The critical insight from the dashboard is the inverse relationship between traffic volume and MV crash deaths: Dallas (247.9 traffic, 12.1 MV deaths) vs. Comanche (15.3 traffic, 38.9 MV deaths). High-volume urban roads kill fewer people per capita than low-volume rural roads — speed, infrastructure quality, and emergency response are the driving factors.
Cross-Dashboard Summary (2024)
| County | Homicide | MV Deaths | Firearm Fat. | Traffic Vol. | Profile |
| Dallas | 9.1 | 12.1 | 14.4 | 247.9 | Urban high-violence, high-traffic |
| Tarrant | 6.3 | 10.5 | 13.4 | 156.3 | Large urban, moderate across all |
| Comanche | — | 38.9 | 22.0 | 15.3 | Rural, extreme MV & firearm risk |
| Navarro | 6.6 | 22.3 | 16.6 | 44.3 | Semi-rural, elevated on all metrics |
| Kaufman | 6.1 | 20.9 | 16.1 | 38.8 | Semi-rural, high disparity |
| Hunt | 5.0 | 24.5 | 16.9 | 43.6 | Semi-rural, broad risk |
| Collin | 2.4 | 6.4 | 8.4 | 140.7 | Suburban, lowest risk overall |
| Denton | 2.1 | 7.7 | 9.0 | 118.7 | Suburban, lowest risk overall |
| Rockwall | 2.1 | 8.3 | 11.2 | 63.4 | Suburban, consistently low |
| Hood | 3.6 | 16.9 | 20.8 | 28.6 | Exurban, firearm-suicide driven |
Three Core Findings for 2024
1. The Urban Violence Concentration Problem: Homicide and firearm-related violent death is concentrated in Dallas and Tarrant counties, and within those counties, is heavily concentrated among Black residents — with rates 5–7x higher than White residents in the same geography.

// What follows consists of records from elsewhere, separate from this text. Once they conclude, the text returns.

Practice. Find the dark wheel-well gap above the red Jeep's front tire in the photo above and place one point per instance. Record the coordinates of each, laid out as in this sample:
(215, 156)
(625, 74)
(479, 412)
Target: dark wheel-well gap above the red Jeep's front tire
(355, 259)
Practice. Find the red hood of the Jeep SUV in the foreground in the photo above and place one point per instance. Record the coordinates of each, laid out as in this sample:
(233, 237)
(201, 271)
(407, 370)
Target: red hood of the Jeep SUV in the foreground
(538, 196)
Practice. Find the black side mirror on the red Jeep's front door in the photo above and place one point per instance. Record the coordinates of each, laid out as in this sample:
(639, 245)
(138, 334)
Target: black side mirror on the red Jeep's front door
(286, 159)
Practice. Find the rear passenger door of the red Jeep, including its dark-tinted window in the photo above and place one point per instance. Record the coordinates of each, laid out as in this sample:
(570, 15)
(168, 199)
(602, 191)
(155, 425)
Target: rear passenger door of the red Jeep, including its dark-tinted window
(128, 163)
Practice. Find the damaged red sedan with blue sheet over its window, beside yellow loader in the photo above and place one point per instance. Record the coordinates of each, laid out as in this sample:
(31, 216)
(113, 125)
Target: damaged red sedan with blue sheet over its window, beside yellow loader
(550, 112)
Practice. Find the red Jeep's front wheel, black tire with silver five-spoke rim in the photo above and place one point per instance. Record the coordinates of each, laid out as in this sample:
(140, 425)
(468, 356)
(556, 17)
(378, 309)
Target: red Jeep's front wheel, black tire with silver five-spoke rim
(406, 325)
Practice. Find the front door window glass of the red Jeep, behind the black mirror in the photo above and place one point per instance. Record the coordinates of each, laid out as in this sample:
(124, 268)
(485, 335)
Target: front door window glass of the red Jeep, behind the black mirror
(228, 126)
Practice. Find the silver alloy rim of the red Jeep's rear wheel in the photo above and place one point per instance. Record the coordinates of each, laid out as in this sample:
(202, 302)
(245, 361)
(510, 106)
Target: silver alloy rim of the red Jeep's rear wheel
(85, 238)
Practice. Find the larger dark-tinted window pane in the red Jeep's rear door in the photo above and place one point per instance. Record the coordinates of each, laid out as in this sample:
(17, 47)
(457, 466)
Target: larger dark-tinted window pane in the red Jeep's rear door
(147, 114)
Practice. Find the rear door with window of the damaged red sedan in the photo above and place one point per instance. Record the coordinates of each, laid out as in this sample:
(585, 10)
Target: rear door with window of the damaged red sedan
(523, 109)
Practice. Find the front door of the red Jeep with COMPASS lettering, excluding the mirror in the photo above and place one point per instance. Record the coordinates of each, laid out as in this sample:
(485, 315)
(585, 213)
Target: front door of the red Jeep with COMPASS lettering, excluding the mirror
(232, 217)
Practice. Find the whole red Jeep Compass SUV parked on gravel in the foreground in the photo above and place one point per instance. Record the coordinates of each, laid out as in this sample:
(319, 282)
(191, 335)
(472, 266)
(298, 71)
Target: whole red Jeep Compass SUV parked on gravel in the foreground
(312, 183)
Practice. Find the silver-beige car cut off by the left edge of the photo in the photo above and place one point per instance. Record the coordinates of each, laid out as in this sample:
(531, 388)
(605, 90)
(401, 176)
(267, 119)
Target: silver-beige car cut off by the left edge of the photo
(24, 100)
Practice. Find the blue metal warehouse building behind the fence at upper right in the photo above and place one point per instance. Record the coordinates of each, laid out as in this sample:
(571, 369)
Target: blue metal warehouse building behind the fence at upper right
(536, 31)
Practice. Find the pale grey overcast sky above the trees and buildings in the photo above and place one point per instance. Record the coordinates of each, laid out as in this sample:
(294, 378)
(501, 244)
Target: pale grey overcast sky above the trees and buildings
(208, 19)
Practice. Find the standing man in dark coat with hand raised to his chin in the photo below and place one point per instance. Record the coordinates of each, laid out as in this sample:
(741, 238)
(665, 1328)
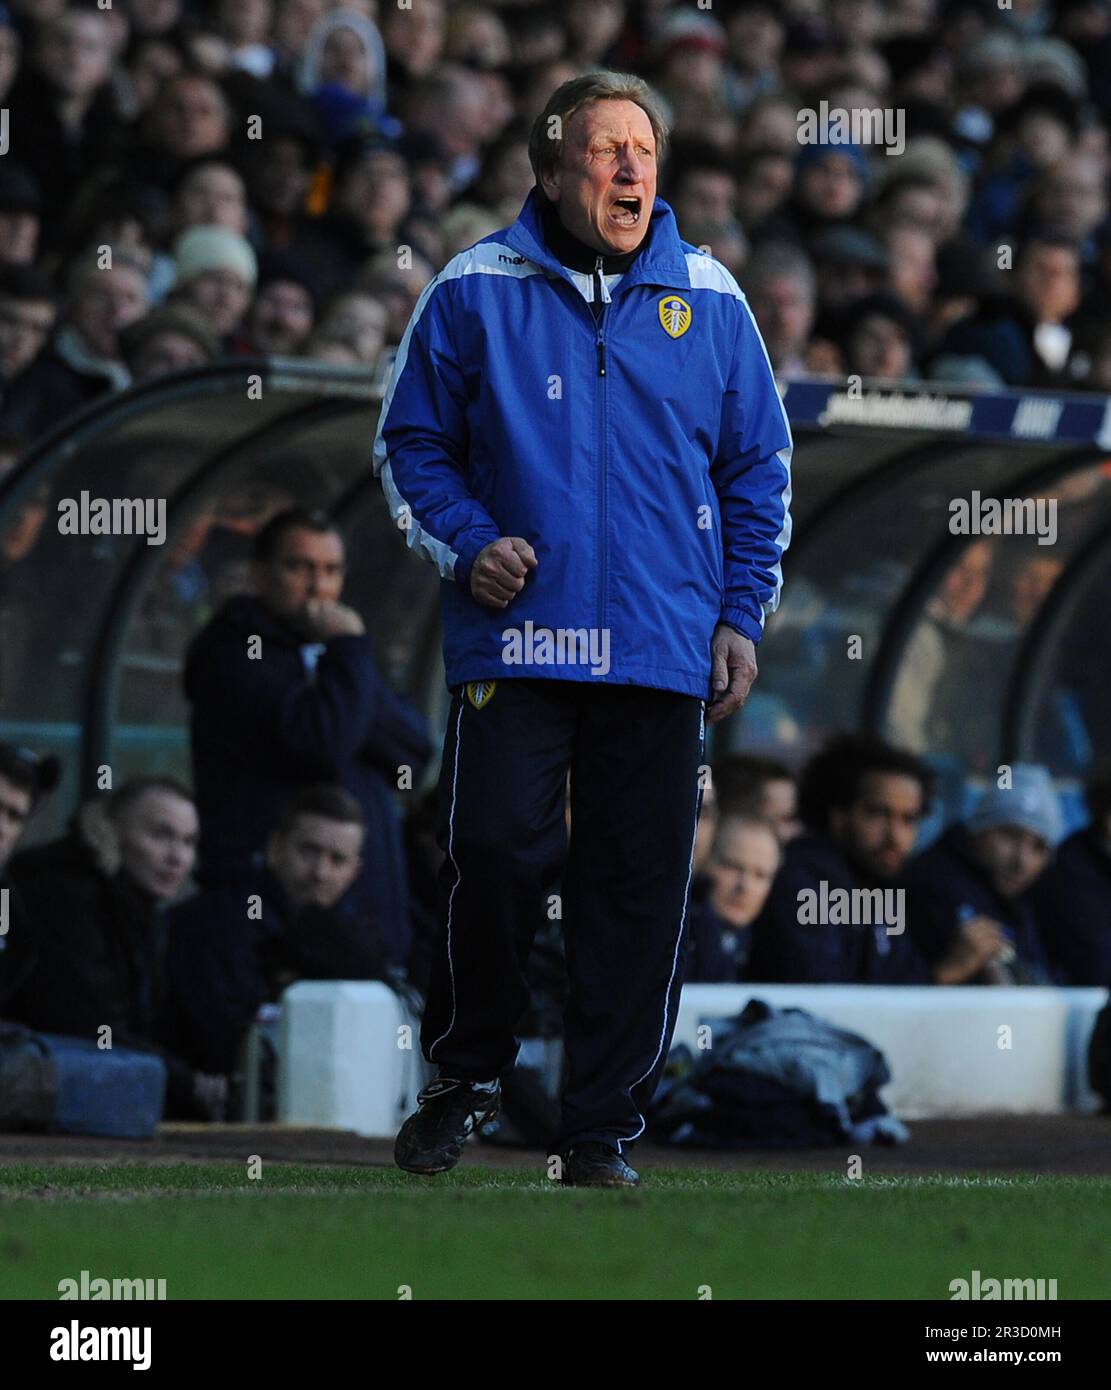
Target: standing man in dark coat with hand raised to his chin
(287, 694)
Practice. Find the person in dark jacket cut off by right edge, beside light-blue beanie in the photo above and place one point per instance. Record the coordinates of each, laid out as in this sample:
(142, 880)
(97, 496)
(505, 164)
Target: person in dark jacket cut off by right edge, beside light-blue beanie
(1073, 899)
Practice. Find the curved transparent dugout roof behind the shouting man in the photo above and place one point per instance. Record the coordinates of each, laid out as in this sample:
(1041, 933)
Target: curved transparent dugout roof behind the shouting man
(970, 647)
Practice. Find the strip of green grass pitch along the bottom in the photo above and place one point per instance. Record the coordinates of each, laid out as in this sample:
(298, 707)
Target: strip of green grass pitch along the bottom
(319, 1232)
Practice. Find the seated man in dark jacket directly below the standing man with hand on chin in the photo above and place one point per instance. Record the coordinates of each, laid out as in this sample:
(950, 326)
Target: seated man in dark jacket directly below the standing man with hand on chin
(234, 949)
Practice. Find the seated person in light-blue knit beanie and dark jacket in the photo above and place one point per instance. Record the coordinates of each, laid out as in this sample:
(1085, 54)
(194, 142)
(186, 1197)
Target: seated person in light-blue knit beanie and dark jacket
(977, 878)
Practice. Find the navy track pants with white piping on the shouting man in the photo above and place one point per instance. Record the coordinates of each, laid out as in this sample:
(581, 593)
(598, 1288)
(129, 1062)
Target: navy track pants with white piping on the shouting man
(635, 757)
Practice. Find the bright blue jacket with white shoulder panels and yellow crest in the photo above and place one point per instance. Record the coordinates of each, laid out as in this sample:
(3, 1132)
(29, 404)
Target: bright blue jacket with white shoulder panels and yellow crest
(646, 458)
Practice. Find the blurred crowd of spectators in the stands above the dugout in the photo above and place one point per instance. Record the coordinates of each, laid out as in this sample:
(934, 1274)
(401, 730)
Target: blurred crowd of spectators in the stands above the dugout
(286, 177)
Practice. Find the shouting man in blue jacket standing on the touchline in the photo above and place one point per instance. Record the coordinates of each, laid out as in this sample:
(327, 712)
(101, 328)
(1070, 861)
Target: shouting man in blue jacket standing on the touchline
(583, 433)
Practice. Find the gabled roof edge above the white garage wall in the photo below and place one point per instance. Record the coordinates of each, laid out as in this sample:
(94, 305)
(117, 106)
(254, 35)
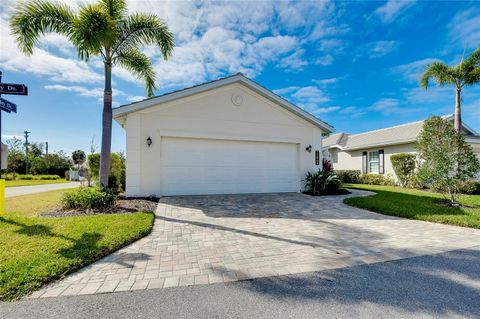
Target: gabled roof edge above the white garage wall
(236, 78)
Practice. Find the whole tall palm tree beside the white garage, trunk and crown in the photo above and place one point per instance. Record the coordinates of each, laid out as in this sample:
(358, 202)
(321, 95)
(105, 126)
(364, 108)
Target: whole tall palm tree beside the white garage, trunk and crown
(103, 29)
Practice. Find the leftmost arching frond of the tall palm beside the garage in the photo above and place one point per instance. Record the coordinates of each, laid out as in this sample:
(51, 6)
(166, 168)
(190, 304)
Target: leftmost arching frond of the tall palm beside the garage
(31, 20)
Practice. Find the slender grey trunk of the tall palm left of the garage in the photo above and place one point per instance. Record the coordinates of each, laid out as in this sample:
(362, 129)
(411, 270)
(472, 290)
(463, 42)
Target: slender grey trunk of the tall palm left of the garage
(106, 126)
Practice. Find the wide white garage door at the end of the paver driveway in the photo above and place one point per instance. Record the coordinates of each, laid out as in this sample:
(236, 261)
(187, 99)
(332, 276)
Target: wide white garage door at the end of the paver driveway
(206, 166)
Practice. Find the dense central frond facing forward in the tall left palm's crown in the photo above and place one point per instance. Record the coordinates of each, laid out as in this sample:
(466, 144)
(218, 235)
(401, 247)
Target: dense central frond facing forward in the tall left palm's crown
(94, 29)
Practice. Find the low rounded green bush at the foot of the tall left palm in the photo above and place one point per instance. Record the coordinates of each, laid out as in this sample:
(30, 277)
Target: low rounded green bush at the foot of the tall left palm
(89, 198)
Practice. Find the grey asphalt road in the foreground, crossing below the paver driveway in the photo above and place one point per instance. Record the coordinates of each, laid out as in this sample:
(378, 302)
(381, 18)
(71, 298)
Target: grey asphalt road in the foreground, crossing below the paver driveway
(439, 286)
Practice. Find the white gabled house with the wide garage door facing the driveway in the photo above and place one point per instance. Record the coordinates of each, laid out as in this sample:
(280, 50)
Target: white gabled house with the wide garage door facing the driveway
(227, 136)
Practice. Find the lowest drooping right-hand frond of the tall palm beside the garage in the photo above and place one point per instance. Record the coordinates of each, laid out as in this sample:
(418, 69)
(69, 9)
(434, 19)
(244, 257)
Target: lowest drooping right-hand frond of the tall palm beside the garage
(140, 65)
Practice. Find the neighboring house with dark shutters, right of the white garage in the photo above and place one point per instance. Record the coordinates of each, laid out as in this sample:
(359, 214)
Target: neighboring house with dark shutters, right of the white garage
(370, 152)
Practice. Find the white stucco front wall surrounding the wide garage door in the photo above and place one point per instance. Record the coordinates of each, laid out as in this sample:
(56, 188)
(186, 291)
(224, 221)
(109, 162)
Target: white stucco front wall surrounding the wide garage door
(211, 115)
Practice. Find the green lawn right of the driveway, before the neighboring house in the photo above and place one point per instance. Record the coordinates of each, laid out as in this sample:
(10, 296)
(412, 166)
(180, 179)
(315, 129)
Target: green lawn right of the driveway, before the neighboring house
(417, 204)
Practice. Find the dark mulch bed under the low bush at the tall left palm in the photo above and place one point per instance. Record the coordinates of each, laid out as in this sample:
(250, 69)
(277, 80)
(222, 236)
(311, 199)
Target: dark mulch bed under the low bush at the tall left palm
(122, 206)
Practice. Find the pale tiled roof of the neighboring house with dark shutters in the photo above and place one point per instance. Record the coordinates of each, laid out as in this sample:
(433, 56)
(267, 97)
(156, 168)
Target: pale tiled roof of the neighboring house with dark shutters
(394, 135)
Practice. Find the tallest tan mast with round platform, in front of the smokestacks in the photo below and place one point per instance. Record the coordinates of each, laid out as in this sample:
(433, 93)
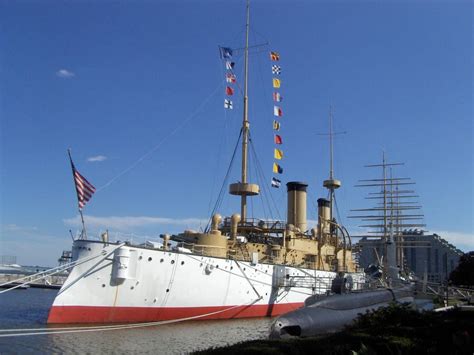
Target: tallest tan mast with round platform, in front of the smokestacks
(243, 188)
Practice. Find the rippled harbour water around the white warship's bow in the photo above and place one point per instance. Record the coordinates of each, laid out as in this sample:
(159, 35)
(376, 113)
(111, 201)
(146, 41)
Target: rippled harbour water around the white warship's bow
(29, 309)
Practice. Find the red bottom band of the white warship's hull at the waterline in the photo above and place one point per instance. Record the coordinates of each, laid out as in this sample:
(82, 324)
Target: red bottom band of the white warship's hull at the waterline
(86, 314)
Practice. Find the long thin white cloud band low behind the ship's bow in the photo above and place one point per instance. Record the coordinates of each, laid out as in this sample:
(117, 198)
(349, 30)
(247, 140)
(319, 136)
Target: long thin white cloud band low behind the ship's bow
(125, 223)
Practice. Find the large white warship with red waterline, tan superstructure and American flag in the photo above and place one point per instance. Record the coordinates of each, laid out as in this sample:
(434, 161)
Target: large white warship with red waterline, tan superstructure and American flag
(237, 267)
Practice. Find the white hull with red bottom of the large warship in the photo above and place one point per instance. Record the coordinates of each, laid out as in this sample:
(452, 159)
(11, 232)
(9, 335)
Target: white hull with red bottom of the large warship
(162, 285)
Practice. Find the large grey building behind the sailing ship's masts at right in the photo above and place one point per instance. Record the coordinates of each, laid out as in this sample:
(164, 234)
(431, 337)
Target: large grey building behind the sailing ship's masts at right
(421, 253)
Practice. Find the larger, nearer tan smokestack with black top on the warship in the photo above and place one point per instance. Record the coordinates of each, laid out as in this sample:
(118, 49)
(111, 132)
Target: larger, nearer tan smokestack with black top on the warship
(297, 204)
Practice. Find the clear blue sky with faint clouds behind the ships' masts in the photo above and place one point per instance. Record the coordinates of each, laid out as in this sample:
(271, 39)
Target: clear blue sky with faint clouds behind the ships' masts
(136, 90)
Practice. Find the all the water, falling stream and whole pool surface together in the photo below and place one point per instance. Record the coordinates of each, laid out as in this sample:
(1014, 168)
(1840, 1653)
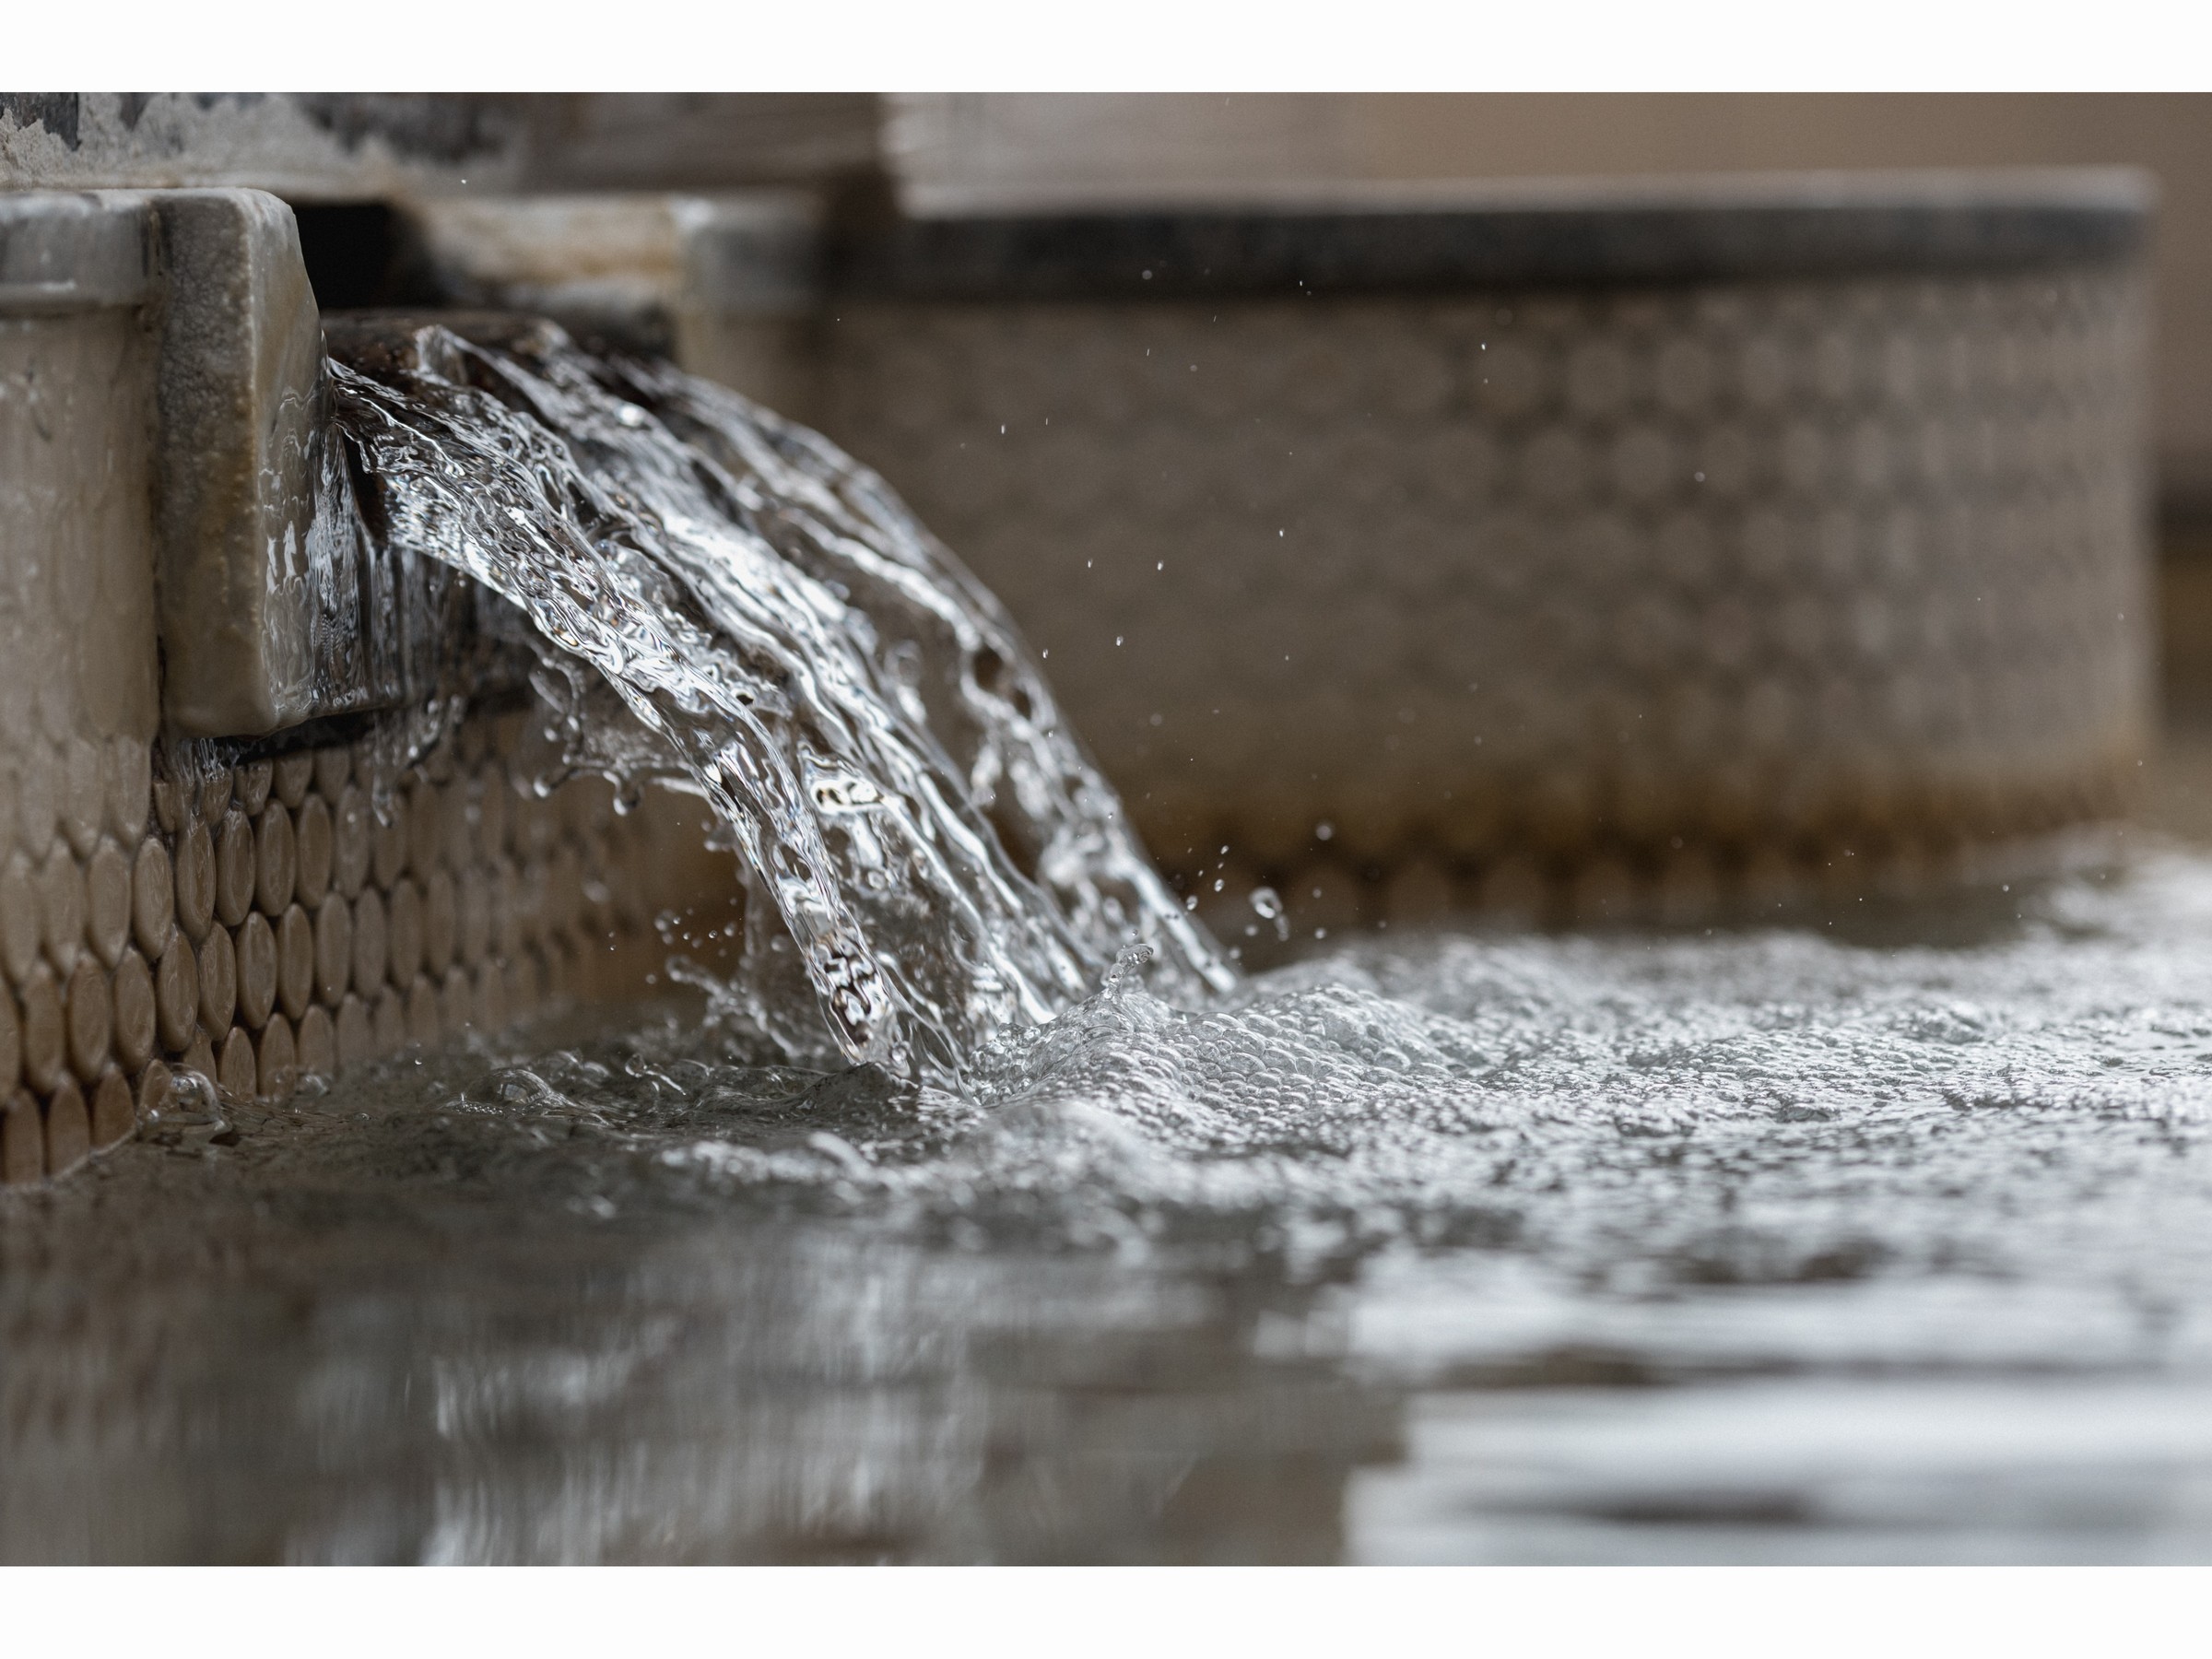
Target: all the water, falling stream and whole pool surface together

2. The Rural Road Safety Crisis: Motor vehicle crash deaths are a predominantly rural problem. Counties like Comanche, Hamilton, and Jack face crash death rates that rival national crisis-level thresholds, driven by road design, speed, and lack of trauma infrastructure — not traffic volume.
3. The Firearm Fatality Duality: Firearm deaths reflect two distinct problems overlapping in one metric — urban gun violence (concentrated in non-White communities in Dallas/Tarrant/Kaufman) and rural firearm suicide (concentrated in White residents in Hood, Navarro, and Comanche). A single dashboard filter on firearm fatalities captures both patterns simultaneously, which is worth calling out explicitly in any presentation of this data.